Por eso, aun sin captar en seguida de dónde viene, lo
primero que advierte el lector, junto al pulso narrativo y el buen
estilo, es una profunda melancolía, una nostalgia, cuyo por qué
descubrirá en las páginas finales. Hábilmente, Miguel Baquero le
pone delante unos encuentros, unos contrastes... Y así, poco a poco,
le lleva a descubrir que el principal personaje de la historia no es
el que da título al libro; mucho menos, el padre. El personaje
central es el narrador, que toma a los otros como espejos a los que
interroga o, más bien, en los que se interroga.

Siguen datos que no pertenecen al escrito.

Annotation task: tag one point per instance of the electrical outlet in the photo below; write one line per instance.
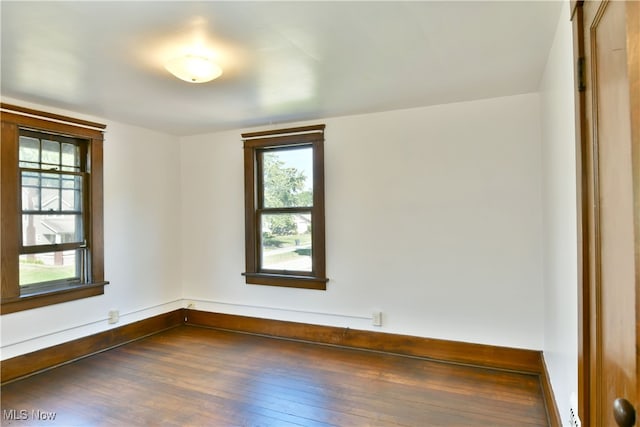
(377, 318)
(114, 316)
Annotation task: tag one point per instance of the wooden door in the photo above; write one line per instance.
(607, 41)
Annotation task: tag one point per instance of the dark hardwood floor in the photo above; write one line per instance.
(191, 376)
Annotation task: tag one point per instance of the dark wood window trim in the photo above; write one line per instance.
(254, 143)
(12, 119)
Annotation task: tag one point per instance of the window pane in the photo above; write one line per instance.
(29, 152)
(51, 152)
(288, 177)
(56, 192)
(51, 229)
(70, 155)
(46, 267)
(286, 242)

Aquellos dos
personajes, pertenecientes a generaciones que, de una u otra forma,
se jugaron la vida luchando por un mundo mejor, le hacen, sin proponérselo, comprender el vacío de su generación: la generación
que, volviendo a lo que decíamos al principio, en lo que a la
literatura narrativa se refiere, "alumbró" la novela de peripecia y
de tema, sin fondo, sin ideas, la novela de la banalidad que hoy nos
inunda por todas partes. Y entonces, contemplado el vacío, que no es
su vacío, puesto que él es capaz de estas reflexiones, pero que le
arrastra, llega a sentir, por encima de la nostalgia, envidia, una
sana envidia no ya de la vida o la escala de valores de los otros,
sino hasta de su dolor, de su sufrimiento, porque, dice en frase
decisiva, por lo menos ellos "eran protagonistas de su tiempo".

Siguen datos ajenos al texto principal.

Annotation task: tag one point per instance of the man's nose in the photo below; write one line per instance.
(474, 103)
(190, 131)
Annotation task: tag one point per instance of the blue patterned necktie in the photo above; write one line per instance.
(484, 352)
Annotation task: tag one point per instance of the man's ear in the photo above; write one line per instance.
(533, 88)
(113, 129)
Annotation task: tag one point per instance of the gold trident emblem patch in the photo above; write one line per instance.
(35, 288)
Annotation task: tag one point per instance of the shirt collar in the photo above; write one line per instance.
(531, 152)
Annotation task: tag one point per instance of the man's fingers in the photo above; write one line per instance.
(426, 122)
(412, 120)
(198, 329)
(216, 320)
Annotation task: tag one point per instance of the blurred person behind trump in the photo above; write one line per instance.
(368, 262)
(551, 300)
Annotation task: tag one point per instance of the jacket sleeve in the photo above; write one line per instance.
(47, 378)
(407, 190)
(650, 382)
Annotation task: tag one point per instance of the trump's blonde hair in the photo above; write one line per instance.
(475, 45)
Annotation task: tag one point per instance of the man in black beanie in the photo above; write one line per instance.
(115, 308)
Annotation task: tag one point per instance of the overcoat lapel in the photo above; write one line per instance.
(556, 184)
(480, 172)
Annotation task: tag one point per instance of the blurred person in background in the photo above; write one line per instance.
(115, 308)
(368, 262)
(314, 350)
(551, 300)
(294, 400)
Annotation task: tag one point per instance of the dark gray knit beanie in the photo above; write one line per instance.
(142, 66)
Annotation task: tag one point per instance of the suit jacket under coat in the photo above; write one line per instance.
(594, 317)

Tal vez nuestro tiempo no tenga
protagonistas. Pero, de tenerlos, ¿quiénes serían? Sin duda, los
mercaderes y los payasos. No me cabe duda de que Miguel Baquero, que
conoce bien la historia de la novela contemporánea, al tiempo que
envidia, como hombre, a los combatientes idealistas, como escritor
envidiará a aquéllos que concedían a la novela un papel de
instrumento para el conocimiento del hombre y para la transformación
del mundo. Del escritor como héroe se ha hablado en alguna ocasión.
Si se recuerdan aquellos libros de Abellio, de Sartre y Simone de
Beauvoir, de Camus, Weidlé, Albéres, Grenzmann, etc. de los que
emergía el concepto que del escritor, del novelista, que se tenía en
las décadas de los 50 y los 60 y se compara con la figura del
inquilino permanente de las listas de bestsellers, protagonista de
todos esos saraos culturales que se consideran mediáticos,
concluiremos forzosamente que, en efecto, se ha producido una caída.